Simply having enough data is not enough to guarantee that a conclusion drawn is warranted; it is also important that the data is drawn from a variety of sources and obtained under a variety of different conditions.

A survey of voting intentions conducted outside the local Conservative Club is not going to provide an accurate guide to who is going to win the next general election. A disproportionate number of people in the vicinity will be Conservative voters, and so the results of the survey will be skewed in favour of the Tory party. The sample is not representative.

A survey to find out what proportion of the population own mobile phones would be similarly (though less obviously) flawed if it were conducted near a Sixth-Form College.
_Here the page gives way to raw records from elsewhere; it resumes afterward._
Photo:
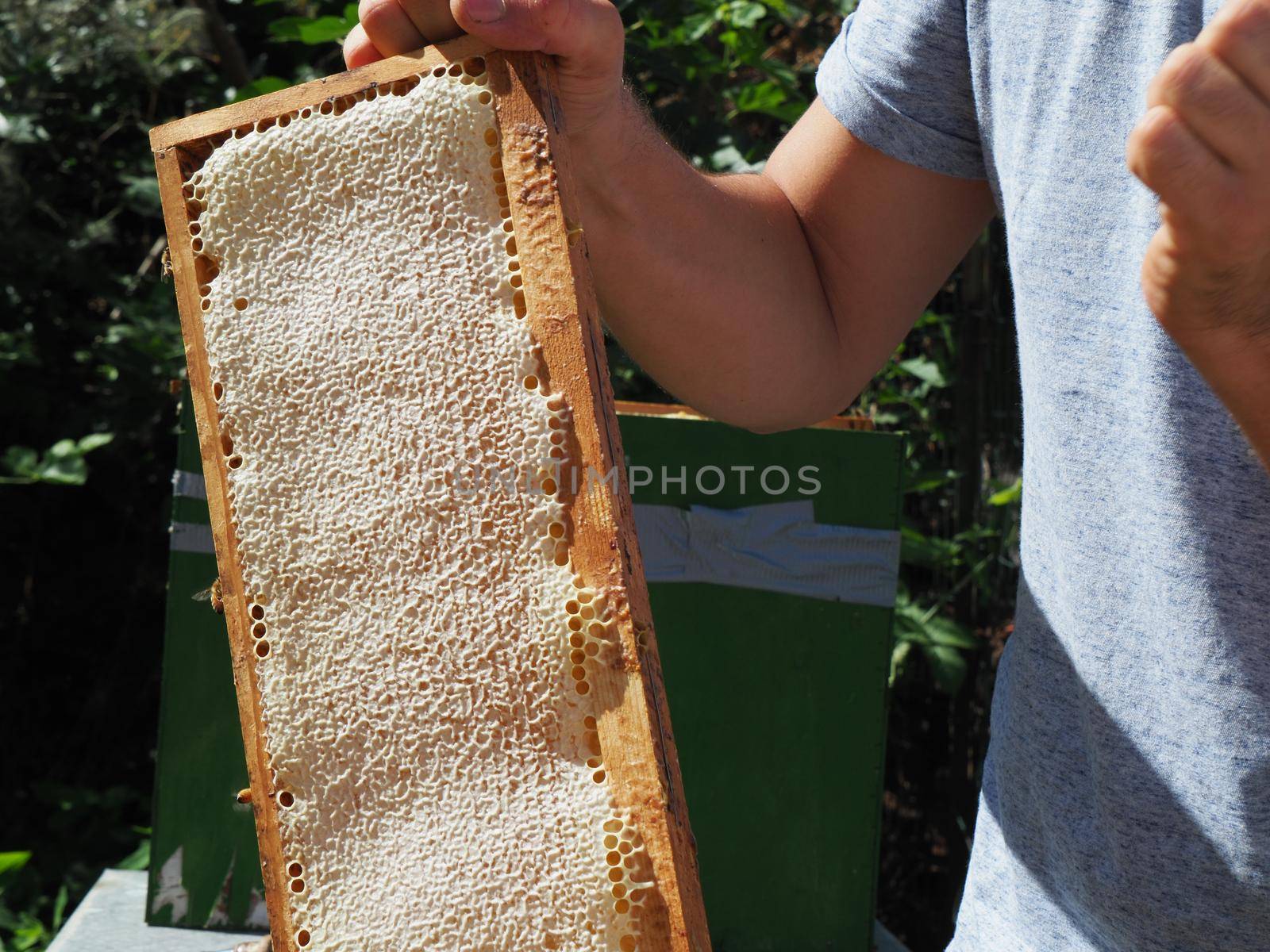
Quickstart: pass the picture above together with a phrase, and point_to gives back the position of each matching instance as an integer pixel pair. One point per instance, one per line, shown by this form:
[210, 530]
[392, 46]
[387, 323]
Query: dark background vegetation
[89, 349]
The sample of the population would be skewed towards teenagers, who are more likely than average to own mobile phones, distorting the figures.

Collecting data from a variety of sources is one thing; collecting it under a variety of conditions is another. A survey of what type of vehicles use local roads conducted at a variety of locations, but always at the same time of day, would not yield representative data. Conducting it during rush-hour would mean that commuter-traffic would be over-represented in the results; conducting it in the evenings might mean that public transport would under-represented in the results. Differences in what types of drivers drive at what times would need to be factored in when designing the experiment.

The quality of a data-set is thus not just a matter of how much data it contains, but also of how representative that data is likely to be. To minimise the problem of unrepresentative data, evidence must be collected from as wide a range of sources as possible, and under as varied conditions as possible.